What is missing from this picture?

Me.   Poor Artur.   I came into the potting shed after a morning in Vernoux.   I had thought to do a spot of lavender destalking. Instead I found myself sitting on a chaise longue positively pinioned by a purring happy cat.

He’s not much of a lap sitter, so it came as a surprise.   I sat completely still for about ten minutes, but I really had to shift him as I had things to do.   He wasn’t pleased.   But placed himself right on the end of the chair just in case I chose to sit back down and submit.

Instead I laboriously destalked lavender.

You know how it is; you cut off the flower stalks from the lavender and stick them in a bag.   I have three such huge bags of flowers. And they have to be attended to.

So with lots of fresh air (the fantastic aroma of the lavender oil can make you woozy) I worked and worked and came up with this small amount.

I’ve left it on its side so little spiders and bugs can crawl out.

And then I worked on the stachys seeds.   I forgot to mention that it has been raining all day. A wonderful event and perfect for seed and stalk work.   Maybe that was why Artur was so clingy, storms and rain in his little world have been very rare this summer.

I was given another lap sitting purring go in the afternoon, and this time I was prepared. I had my seeds.

It’s amazing how the softness of the fluffy lambs ears contrast so greatly with the flower stalks. They are stiff and prickly and the seeds hide deep inside each little capsule.

You need tweezers to get them out. And you don’t need a cat on your lap at the same time.

I gave up. And decided to enjoy the cease of rain by planting out tubers.

The irises have plumped up well in their mix of water and compost. It’s quite a soup of the stuff.

They should go in a bit fat line down the edge of the potager wall. But the cosmos insist on growing well and I can’t bring myself to undearth them.

So I have decided they can go in a long fat line in the calabert bed.

It’s chiefly a ruse to hide the unslightly lavender stoechas plants which look very sick. So sick in fact I think they are going to be turfed out this winter. But for now they are still flowering, if patchily, and will stay.

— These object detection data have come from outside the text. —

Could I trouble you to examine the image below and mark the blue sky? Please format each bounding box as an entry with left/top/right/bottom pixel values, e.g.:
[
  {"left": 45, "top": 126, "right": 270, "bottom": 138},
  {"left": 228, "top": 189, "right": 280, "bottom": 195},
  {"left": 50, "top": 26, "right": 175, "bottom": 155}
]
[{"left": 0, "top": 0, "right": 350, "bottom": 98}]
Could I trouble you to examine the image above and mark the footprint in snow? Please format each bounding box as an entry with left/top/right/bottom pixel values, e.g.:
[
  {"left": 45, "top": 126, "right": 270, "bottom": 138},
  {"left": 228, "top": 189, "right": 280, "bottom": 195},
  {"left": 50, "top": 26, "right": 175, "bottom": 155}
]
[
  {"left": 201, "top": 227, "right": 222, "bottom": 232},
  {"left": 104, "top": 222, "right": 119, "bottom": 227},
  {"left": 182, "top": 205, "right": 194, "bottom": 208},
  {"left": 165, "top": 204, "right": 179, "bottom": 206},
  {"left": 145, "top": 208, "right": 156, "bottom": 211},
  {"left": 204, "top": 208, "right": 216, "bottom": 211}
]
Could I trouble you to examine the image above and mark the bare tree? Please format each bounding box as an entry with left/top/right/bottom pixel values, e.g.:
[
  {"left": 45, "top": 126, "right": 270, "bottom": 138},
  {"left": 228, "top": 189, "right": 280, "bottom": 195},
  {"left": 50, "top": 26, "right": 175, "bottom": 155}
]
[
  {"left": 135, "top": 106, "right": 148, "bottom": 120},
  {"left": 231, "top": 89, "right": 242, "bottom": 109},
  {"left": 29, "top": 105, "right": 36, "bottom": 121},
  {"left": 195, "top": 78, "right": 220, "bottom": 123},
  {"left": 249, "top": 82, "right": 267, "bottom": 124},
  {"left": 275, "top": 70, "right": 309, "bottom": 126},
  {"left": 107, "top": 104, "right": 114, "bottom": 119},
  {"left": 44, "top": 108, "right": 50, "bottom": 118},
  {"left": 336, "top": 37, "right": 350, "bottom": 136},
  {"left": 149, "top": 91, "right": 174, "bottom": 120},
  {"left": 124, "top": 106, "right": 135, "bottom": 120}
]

I have cheated by uprooting some very healthy irises which I planted in the stachys bed a few years back.   I need some foliage along this new line of irises just to see the effect.

Leslie’s tubers are just that. Fat sausage shaped lumps with roots attached. This is as far as you get from instant gardening.

In the spring, and only then will I know if the tubers have rooted and are alive.

And there is also the fun of not knowing what colours I have.   But to be honest, iris germanica work for me, not for the fleeting few weeks of flowers, but for the year round foliage I can get out of them.

In wet Britain, the foilage is cut back to expose the tubers to as much air and sun as possible. Here, I don’t have to worry about the baking the tubers will get. Baking is guaranteed.

The line in the calabert bed looks rather unprepossessing. But I’m glad to have done the job.   Fingers crossed for a fine display in spring.